SAN DIEGO — Bone culture was the only means of identifying a pathogen in 80 of 216 cases of pediatric acute hematogenous osteomyelitis (AHO), according to results of a retrospective study presented at ID Week.
“Identifying these pathogens through IR guided bone culture was important to treatment, since properly identification often times led to a change in the type of antibiotic the patient was prescribed,” Jonathon McNeil, MD, of Baylor College of Medicine and Texas Children’s Hospital said during his presentation of the abstract.
“The study looked at pediatric cases of AHO seen by the infectious diseases consult service at Texas Children’s Hospital from Jan. 2013 through June 2014. In 46.3% of reviewed cases, blood cultures were positive for a pathogen.
The researchers noted that their orthopedic surgeons operated on 150 patients and 82% had a positive bone culture. Among those, half had organisms identified only through bone culture. This led to a change in antibiotic choice for 53 patients.
Sixty-six patients had an interventional radiology-guided bone culture.
Just over half of those patients, 51.5 percent, had a positive bone culture and 15 patients had positive blood cultures.
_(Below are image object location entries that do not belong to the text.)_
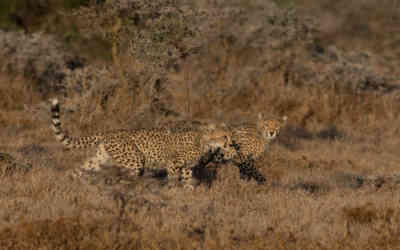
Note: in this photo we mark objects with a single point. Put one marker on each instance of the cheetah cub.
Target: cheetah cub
(178, 151)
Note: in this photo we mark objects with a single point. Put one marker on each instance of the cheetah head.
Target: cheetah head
(270, 128)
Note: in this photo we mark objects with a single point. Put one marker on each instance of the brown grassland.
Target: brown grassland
(333, 175)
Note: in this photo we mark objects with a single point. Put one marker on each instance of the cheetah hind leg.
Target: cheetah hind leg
(188, 180)
(129, 157)
(93, 164)
(174, 173)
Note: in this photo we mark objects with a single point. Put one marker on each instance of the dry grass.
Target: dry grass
(332, 176)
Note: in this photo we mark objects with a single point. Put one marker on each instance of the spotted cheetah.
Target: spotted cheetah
(138, 149)
(249, 142)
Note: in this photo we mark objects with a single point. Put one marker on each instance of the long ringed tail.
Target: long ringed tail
(81, 142)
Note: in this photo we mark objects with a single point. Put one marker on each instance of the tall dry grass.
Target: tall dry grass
(332, 176)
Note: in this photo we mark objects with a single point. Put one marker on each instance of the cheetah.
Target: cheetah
(249, 142)
(178, 151)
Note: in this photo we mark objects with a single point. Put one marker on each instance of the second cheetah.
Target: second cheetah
(249, 142)
(136, 149)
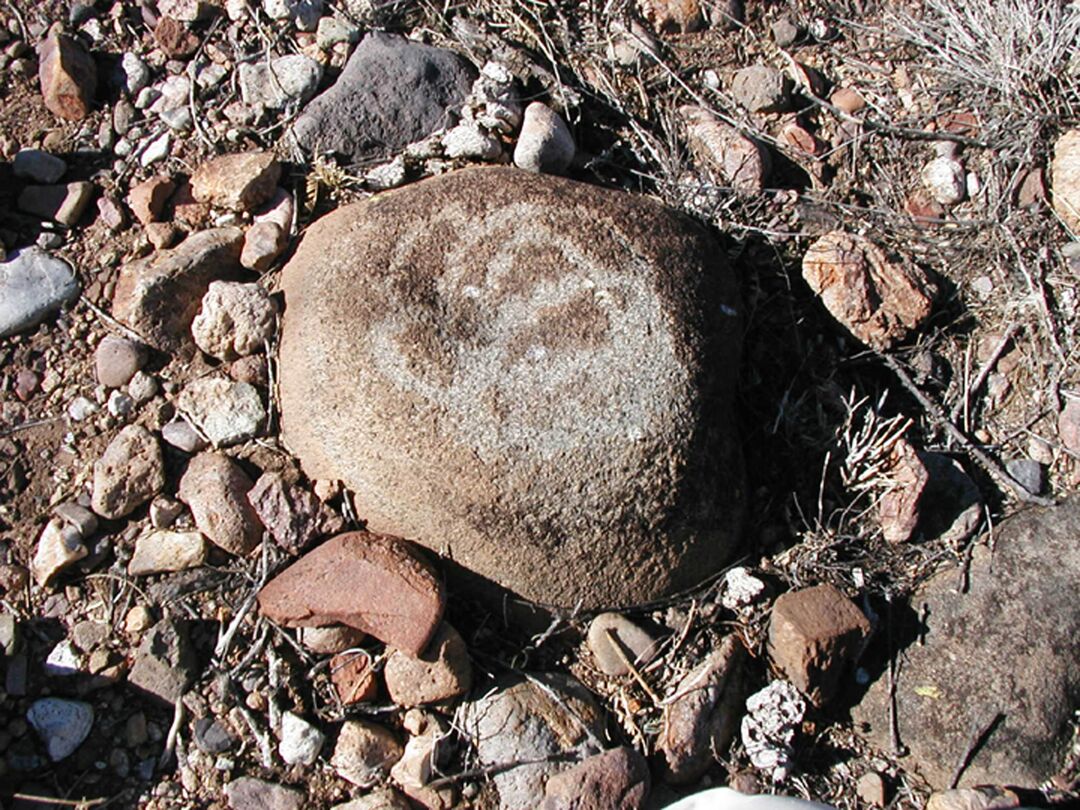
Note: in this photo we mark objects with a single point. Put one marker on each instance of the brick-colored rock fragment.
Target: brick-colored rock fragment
(814, 633)
(372, 582)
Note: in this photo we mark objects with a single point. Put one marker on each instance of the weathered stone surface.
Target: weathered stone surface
(159, 296)
(878, 300)
(391, 93)
(235, 320)
(372, 582)
(442, 672)
(610, 634)
(814, 634)
(548, 394)
(1065, 179)
(240, 181)
(1006, 647)
(365, 752)
(215, 489)
(703, 715)
(615, 780)
(130, 472)
(68, 77)
(32, 285)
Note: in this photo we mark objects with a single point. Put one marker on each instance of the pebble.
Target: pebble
(224, 410)
(160, 551)
(300, 741)
(63, 725)
(129, 473)
(64, 203)
(442, 672)
(544, 144)
(350, 579)
(215, 489)
(297, 80)
(117, 359)
(32, 285)
(38, 165)
(365, 752)
(235, 320)
(608, 630)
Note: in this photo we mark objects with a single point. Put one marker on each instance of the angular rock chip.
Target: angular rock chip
(372, 582)
(531, 372)
(159, 296)
(391, 93)
(1000, 660)
(32, 285)
(878, 300)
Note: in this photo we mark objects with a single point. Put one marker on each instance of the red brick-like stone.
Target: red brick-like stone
(813, 635)
(372, 582)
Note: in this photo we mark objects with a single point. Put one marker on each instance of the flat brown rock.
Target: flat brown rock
(372, 582)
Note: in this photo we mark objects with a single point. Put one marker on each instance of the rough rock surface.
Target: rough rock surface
(522, 720)
(545, 392)
(32, 284)
(1006, 647)
(159, 296)
(878, 300)
(392, 92)
(367, 581)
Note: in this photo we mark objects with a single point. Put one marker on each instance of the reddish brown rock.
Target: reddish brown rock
(813, 634)
(615, 780)
(443, 672)
(878, 300)
(372, 582)
(703, 714)
(240, 181)
(68, 77)
(353, 677)
(899, 508)
(148, 199)
(215, 489)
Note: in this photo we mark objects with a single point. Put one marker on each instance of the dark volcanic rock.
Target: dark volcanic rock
(530, 373)
(392, 92)
(1001, 657)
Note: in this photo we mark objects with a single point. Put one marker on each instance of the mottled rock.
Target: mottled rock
(240, 181)
(880, 301)
(129, 473)
(550, 360)
(615, 780)
(158, 297)
(157, 552)
(365, 752)
(234, 320)
(293, 515)
(215, 489)
(636, 645)
(729, 157)
(534, 721)
(999, 659)
(225, 410)
(545, 143)
(442, 672)
(32, 285)
(391, 93)
(68, 77)
(63, 725)
(165, 661)
(351, 579)
(703, 712)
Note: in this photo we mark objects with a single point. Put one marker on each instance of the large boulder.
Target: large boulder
(999, 666)
(528, 375)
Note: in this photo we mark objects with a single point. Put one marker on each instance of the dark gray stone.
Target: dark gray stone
(391, 93)
(1000, 658)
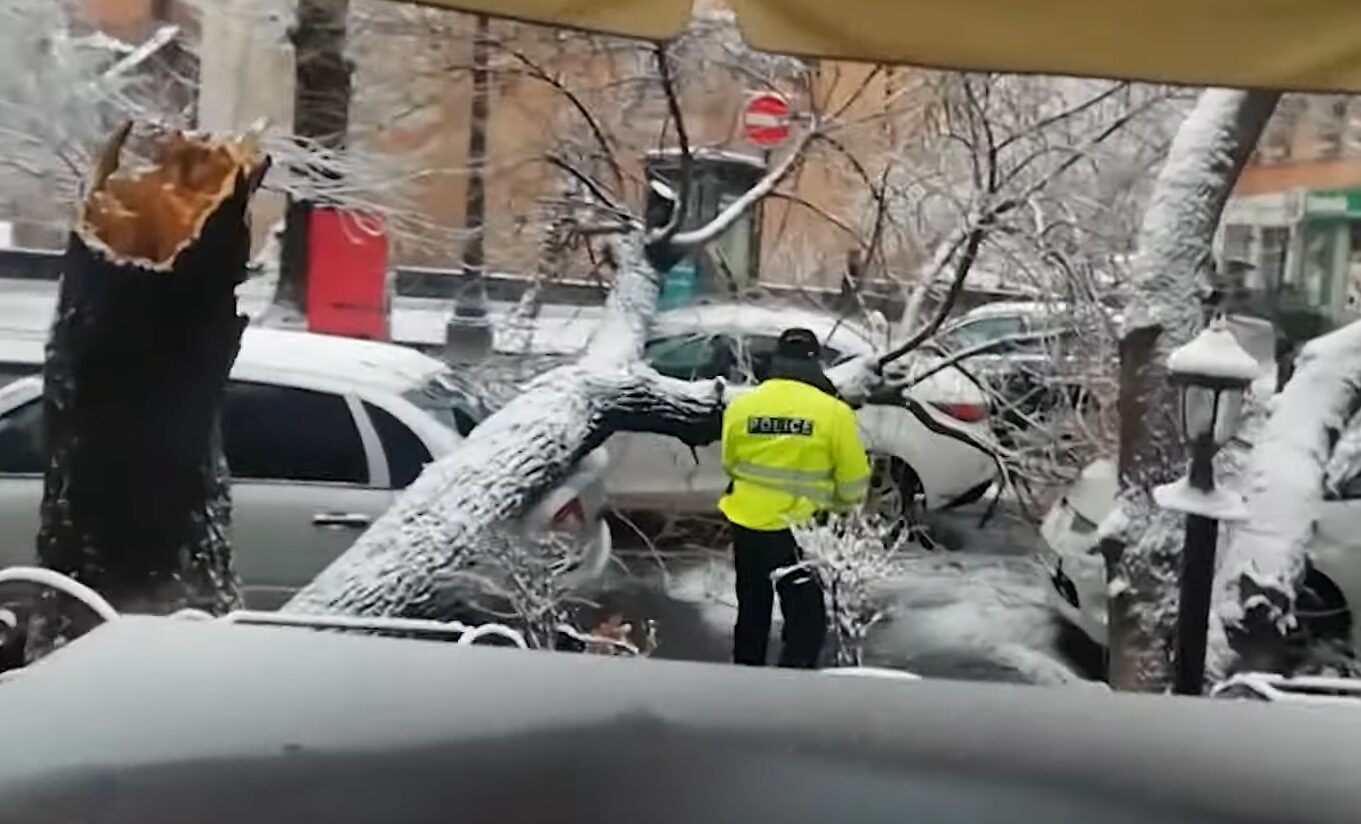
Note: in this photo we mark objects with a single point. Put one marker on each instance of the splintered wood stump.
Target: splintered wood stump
(136, 500)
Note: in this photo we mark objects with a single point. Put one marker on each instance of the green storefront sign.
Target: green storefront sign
(1343, 204)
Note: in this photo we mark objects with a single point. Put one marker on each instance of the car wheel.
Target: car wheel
(896, 492)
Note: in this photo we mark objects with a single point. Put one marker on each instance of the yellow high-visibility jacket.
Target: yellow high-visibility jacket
(791, 450)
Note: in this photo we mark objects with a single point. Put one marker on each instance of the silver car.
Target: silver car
(931, 444)
(321, 433)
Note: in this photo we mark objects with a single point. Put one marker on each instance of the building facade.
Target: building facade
(1296, 214)
(411, 109)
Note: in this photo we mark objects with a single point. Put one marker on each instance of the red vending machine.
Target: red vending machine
(347, 274)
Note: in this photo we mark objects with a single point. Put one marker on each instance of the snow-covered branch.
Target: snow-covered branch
(1286, 478)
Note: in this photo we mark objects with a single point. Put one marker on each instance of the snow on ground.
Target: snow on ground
(979, 613)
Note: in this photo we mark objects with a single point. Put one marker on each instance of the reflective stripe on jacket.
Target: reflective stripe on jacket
(790, 450)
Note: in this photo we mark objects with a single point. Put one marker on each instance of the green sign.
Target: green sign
(1338, 203)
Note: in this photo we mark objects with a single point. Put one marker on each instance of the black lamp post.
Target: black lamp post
(1213, 372)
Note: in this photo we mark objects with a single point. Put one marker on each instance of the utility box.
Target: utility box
(347, 275)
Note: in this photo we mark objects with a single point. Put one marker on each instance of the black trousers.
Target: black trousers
(756, 556)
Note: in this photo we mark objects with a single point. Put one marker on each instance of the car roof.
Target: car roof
(1005, 308)
(345, 361)
(206, 721)
(768, 319)
(289, 357)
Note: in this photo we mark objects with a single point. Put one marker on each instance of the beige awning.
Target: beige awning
(1308, 45)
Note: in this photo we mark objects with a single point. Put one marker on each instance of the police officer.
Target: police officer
(791, 448)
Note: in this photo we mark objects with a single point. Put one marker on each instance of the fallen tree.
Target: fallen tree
(135, 495)
(1171, 277)
(1293, 458)
(414, 560)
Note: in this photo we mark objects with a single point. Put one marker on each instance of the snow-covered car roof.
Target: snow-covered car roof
(843, 334)
(1003, 308)
(380, 367)
(268, 353)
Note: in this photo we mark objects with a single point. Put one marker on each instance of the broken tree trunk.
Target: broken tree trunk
(135, 497)
(1169, 281)
(414, 561)
(407, 564)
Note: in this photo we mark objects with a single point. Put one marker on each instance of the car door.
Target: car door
(22, 461)
(655, 471)
(305, 484)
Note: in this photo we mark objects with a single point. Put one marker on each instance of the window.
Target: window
(1236, 243)
(451, 401)
(981, 331)
(407, 455)
(1271, 256)
(689, 357)
(281, 433)
(22, 448)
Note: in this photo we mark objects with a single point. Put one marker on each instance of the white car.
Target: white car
(1078, 582)
(931, 444)
(320, 433)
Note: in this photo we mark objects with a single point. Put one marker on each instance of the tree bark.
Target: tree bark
(411, 560)
(406, 564)
(1168, 288)
(321, 117)
(135, 496)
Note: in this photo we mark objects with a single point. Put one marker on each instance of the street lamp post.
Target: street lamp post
(1213, 372)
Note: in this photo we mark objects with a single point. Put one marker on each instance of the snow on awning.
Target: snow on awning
(1300, 45)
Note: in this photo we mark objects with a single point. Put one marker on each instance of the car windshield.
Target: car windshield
(451, 401)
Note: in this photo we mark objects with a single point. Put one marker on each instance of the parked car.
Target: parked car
(320, 433)
(1051, 324)
(930, 446)
(1078, 591)
(165, 721)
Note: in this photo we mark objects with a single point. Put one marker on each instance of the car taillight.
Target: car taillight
(969, 413)
(570, 515)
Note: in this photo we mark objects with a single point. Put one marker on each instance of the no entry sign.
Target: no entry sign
(765, 119)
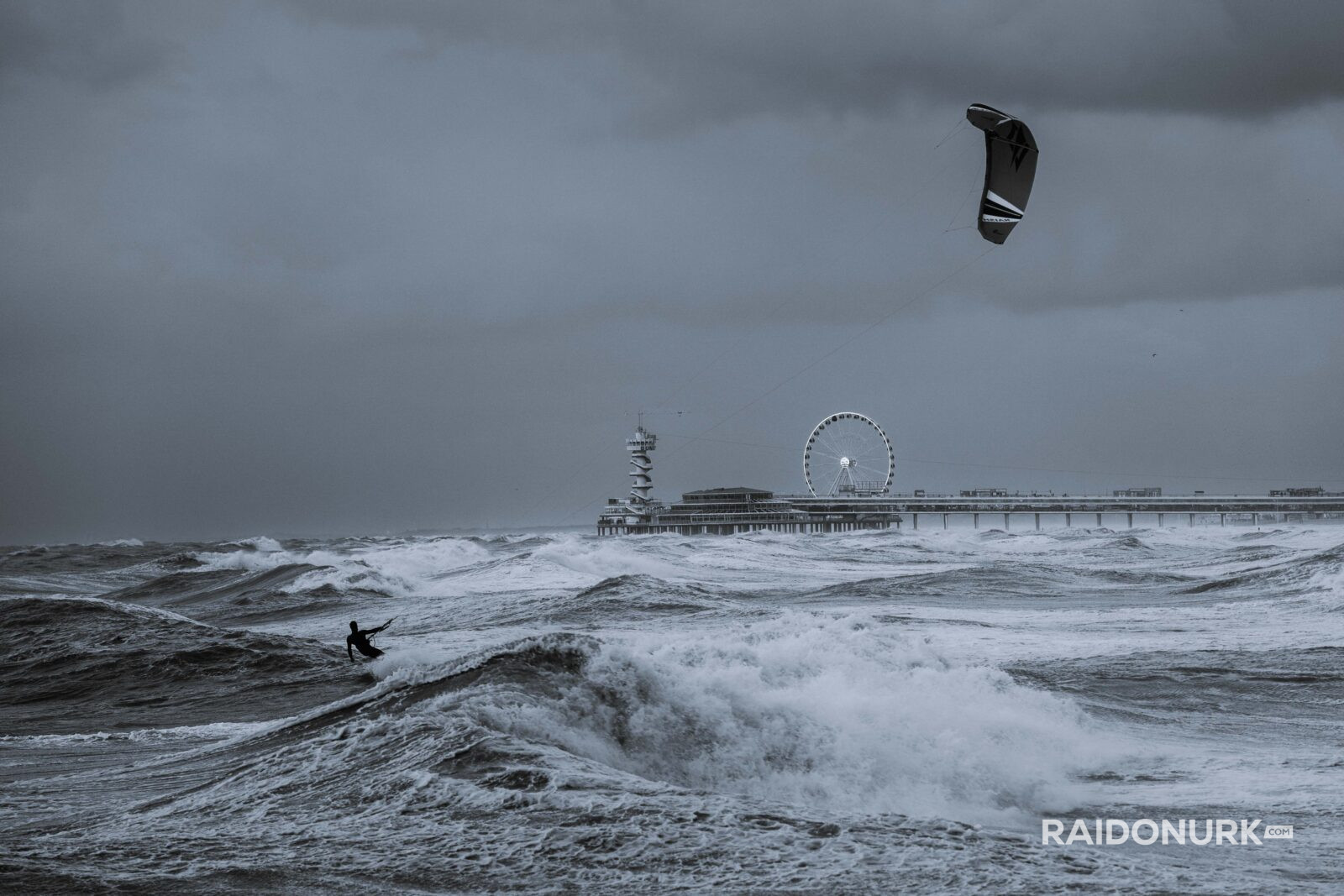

Patients with infection in the pelvis or spine were more likely to have IR-guided procedures, the researchers noted. For those with a positive IR bone culture, 18 patients had a pathogen identified only though the bone culture. In 15 of those 18 cases, the bone culture result led to a change in antibiotic management.
A CRP less than three mg/dl and a lack of fever strongly predicted a negative IR bone culture, according to the researchers. Thirty-five patients required general anesthesia for the IR bone culture.
Dr McNeil said that their findings suggest that IR-guided bone culture “can be performed to obtain culture material safely and effectively particularly in patients with sites of disease that are difficult to access surgically,” however, he said, more data are needed.